Нас долго приучали к триаде — конкурентность, открытость, легитимность. Кстати, это работало, доверие к выборам росло. И даже победа коммуниста Левченко в Иркутской области паники не вызвала. Теперь во главу угла вроде бы ставится доверие, честность и чистота. Но как только происходит сбой, власть зачастую готова пуститься во все тяжкие. То есть честные выборы только тогда, когда люди голосуют так, как нужно власти. Поэтому на ближайших выборах, я думаю, мы получим по полной программе возвращение админресурса в качестве инструмента, потому что опять начнут жестко спрашивать за результат. И тогда чиновники на местах будут исходить из того, что цель оправдывает средства. Нам не показали, что поражение действующего губернатора — это не трагедия. Простой пример — с одной стороны здорово, что переносится столица ДФО во Владивосток. Но с другой стороны, это выглядит как наказание хабаровчан. Ну, подождали бы. Ведь этот вопрос обсуждался не один год, задолго до последних хабаровских и приморских выборов. А сейчас это выглядит так: «Вот вы так проголосовали — получите».

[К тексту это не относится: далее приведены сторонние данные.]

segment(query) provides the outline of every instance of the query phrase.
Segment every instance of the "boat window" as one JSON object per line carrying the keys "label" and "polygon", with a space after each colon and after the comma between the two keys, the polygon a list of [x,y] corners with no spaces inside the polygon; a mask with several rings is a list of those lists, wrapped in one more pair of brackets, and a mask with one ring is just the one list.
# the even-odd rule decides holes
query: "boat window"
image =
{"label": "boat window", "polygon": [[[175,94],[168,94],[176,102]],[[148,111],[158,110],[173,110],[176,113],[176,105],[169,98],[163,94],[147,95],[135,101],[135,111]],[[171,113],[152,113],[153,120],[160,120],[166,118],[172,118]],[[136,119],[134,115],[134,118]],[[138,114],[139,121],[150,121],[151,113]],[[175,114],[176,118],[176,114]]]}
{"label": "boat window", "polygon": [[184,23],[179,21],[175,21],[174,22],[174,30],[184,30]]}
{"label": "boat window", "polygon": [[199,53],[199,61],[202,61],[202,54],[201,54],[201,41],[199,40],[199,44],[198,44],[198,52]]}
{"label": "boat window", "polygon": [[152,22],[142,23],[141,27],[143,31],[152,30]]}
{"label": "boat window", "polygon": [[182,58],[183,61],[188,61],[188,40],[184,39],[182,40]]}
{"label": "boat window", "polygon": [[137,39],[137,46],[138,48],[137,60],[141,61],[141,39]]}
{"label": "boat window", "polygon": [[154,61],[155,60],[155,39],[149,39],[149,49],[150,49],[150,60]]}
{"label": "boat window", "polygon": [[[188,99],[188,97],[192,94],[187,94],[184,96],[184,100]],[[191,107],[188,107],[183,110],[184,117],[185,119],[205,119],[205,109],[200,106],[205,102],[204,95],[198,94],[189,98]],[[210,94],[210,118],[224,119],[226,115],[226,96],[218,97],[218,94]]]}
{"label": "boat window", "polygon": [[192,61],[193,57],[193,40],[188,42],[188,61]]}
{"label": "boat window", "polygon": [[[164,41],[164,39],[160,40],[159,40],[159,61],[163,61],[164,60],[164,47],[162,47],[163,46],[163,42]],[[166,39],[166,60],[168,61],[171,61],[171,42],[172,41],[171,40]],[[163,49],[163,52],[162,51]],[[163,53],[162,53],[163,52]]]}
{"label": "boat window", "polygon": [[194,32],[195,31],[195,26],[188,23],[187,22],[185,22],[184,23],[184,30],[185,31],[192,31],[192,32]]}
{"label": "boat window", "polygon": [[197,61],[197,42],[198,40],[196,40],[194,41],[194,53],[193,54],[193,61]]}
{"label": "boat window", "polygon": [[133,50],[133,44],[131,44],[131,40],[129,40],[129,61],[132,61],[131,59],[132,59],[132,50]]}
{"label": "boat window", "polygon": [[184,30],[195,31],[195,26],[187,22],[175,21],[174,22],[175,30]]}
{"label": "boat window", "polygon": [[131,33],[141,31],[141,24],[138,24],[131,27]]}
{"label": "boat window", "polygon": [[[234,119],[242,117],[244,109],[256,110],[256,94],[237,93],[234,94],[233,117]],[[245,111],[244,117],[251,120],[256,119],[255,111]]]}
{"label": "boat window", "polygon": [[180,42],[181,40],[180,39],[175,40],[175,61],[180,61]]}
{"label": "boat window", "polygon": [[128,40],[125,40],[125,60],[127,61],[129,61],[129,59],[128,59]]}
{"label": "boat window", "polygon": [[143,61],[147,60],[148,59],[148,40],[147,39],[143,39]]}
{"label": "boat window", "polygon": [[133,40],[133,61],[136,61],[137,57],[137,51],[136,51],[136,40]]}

— Значит ли это, что регионы, где победят «неправильные» кандидаты, будут наказывать подобными методами? Например, сокращать финансовую поддержку?
— Учитывая, что победили все-таки представители системной оппозиции, я не думаю, что наказание может быть наносящим серьезный ущерб региону и уровню жизни в нем. Дотационные регионы без поддержки не останутся. Но пугать на выборах могут, в качестве примера могут приводить Хабаровск. Если ресурсная база будет и дальше уменьшаться, а денег в стране больше не становится, то «правильные» губернаторы будут получать больше других, а «неправильные» — меньше. Это, впрочем, было и раньше, неравенство в бюджетной обеспеченности было всегда, просто не так болезненно. Неравенство зависит не столько от партийной принадлежности главы, а от лоббистских возможностей, работы аппарата, качества подготовки документов. Вот здесь могут быть проблемы. Люди, которые избрались случайно, на волне протеста, у них не только нужных знакомств может не быть, они и работу аппарата могут дезорганизовать. И регионы, которые они возглавили, могут страдать не по причине желания федерального центра их наказать, а в силу того простого обстоятельства, что новый глава не обладает достаточным количеством компетенций, связей, навыков, опыта, умений. От того, что у него маленькая телефонная книжка, в конце концов, и что он сидит в качестве просителя в тех приемных, в которые другие заходят свободно, без проблем.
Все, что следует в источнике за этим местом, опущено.